Ma come funzionano, esattamente, i fondi pensione? Vengono gestiti secondo i criteri della capitalizzazione individuale: ciò significa che la prestazione finale erogata, che in alcuni casi sostituisce o si va ad aggiungere alla pensione di anzianità, non è determinabile a priori, ma dipenderà dall’ammontare dei versamenti fatti, dal coefficiente di conversione in rendita stabilito contrattualmente, nonché dalla gestione finanziaria delle risorse. Per concludere questa breve ma non esaustiva disamina, è importante ricordare come i fondi pensione rappresentino la categoria di investitori istituzionali con il più lungo orizzonte temporale d’investimento.
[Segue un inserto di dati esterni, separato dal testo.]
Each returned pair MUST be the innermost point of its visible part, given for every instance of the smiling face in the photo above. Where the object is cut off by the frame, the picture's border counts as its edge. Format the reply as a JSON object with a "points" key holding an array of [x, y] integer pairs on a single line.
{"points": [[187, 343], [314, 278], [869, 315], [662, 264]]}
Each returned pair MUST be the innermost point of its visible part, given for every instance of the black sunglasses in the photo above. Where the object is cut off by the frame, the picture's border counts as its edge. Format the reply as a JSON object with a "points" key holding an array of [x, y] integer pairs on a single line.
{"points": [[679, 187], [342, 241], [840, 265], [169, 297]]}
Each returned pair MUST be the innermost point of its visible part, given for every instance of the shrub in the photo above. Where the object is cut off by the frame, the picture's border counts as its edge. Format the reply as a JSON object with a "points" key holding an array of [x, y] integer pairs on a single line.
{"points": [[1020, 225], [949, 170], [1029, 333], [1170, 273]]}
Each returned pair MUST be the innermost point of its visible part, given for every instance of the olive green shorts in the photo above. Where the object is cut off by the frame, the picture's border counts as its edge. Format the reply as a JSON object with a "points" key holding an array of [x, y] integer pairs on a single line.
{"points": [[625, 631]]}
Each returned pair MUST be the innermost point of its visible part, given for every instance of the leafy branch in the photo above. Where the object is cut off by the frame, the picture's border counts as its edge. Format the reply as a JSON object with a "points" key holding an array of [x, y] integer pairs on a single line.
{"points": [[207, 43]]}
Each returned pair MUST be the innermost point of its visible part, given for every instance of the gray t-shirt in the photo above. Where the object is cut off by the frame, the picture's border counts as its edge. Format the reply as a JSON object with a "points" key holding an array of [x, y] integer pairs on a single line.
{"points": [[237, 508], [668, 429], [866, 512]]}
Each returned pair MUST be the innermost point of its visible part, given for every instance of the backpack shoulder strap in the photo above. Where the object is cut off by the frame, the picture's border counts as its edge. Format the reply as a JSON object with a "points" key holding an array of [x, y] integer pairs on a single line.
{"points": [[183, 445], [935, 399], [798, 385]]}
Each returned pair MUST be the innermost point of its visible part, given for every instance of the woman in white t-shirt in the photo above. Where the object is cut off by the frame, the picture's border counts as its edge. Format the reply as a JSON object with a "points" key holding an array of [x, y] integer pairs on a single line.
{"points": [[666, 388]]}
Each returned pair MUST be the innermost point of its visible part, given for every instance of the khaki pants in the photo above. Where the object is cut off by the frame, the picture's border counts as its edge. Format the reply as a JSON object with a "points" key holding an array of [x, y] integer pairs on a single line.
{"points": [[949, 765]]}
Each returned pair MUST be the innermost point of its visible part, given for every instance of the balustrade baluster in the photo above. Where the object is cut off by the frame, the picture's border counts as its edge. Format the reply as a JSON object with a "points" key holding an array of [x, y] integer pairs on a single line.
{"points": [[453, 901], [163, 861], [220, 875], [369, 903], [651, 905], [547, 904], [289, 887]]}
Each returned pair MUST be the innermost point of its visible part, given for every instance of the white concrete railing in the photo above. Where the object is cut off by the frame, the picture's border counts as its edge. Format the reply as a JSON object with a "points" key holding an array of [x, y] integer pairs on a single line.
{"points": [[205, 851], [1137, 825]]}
Questa peculiarità ha importanti risvolti dal punto di vista dei ritorni economici e del sostegno all’economia reale.

Ed è dunque fondamentale comprenderne il ruolo svolto nei mercati finanziari ed il loro impatto sullo sviluppo economico e sociale, con particolare attenzione alle scelte operate in momenti di crisi finanziarie generalizzate. Come diceva Henry David Thoreau “La solidarietà è l’unico investimento che non fallisce mai. E pensando ai tempi complessi che stiamo vivendo, le parole di G. K. Chesterton risuonano più attuali che mai: “Non soltanto siamo sulla stessa barca, ma soffriamo tutti dello stesso mal di mare.”